Installing a Depository Safe:

  • Use Epoxy when anchoring - Safes placed in restaurants or other high moisture environments should be bolted down with epoxy anchor bolts to prevent excess water from degrading the bolts.
  • Anchor it - Always bolt your safe down. While you may think there’s no way anyone will manage to wrangle the safe out of your house when it takes specialized machines and muscle to perform the installation, never underestimate the resourcefulness of highly determined burglars.
    Concrete provides the most secure anchor, so it is the preferred surface for mounting your safe. Remember though, an inaccessible safe receives rare use... so if you have to place the safe in a location that's far out of the way in order to mount to concrete, reconsider.
    Always mount using 1/2” concrete bolts or larger, and use more than one bolt. Four mounting bolts are ideal.
    When anchoring to a wood floor, whenever possible, anchor one or more bolts into a foundation support beam rather than just the plywood floor.

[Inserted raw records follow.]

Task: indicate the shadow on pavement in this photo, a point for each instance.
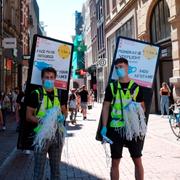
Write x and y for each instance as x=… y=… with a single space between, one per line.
x=74 y=127
x=91 y=119
x=69 y=171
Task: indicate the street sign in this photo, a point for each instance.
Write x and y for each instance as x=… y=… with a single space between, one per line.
x=101 y=62
x=26 y=57
x=9 y=43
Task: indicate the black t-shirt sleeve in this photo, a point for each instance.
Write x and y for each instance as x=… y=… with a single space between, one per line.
x=33 y=100
x=63 y=97
x=19 y=97
x=140 y=96
x=108 y=94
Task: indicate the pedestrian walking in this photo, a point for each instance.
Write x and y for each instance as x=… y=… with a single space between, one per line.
x=19 y=108
x=73 y=106
x=84 y=101
x=40 y=103
x=1 y=117
x=123 y=119
x=164 y=93
x=78 y=98
x=5 y=108
x=14 y=98
x=91 y=99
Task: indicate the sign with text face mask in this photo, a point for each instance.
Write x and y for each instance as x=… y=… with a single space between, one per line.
x=48 y=52
x=142 y=59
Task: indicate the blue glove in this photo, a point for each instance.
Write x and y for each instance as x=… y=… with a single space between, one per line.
x=61 y=118
x=103 y=131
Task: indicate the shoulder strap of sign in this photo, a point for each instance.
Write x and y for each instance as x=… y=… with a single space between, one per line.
x=40 y=99
x=133 y=87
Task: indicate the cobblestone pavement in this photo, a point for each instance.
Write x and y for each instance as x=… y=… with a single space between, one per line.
x=84 y=158
x=8 y=138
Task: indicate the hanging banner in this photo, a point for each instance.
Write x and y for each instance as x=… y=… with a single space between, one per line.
x=142 y=59
x=142 y=63
x=52 y=53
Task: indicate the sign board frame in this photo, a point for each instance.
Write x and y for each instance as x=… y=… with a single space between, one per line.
x=12 y=41
x=26 y=135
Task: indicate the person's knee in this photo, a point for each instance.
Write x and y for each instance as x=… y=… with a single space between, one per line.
x=115 y=163
x=137 y=162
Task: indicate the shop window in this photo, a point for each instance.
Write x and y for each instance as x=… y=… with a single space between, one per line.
x=160 y=27
x=127 y=29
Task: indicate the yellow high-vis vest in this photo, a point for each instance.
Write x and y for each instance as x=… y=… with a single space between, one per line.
x=46 y=102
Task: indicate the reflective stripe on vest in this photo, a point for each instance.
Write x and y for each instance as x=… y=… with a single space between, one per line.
x=116 y=112
x=47 y=103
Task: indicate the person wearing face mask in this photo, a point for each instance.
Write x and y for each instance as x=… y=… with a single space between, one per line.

  • BSM provides custom mounting systems for vehicle installation.
  • Watch for medium wall gaps - When possible, avoid anchoring the safe near a foundation wall in a way that creates an 8” to 18” gap between the wall and safe. Gaps smaller than 8” are ok but with slightly larger gaps it is possible to leverage the safe away from the wall using a car jack, ripping the safe’s base anchor bolts out from the flooring.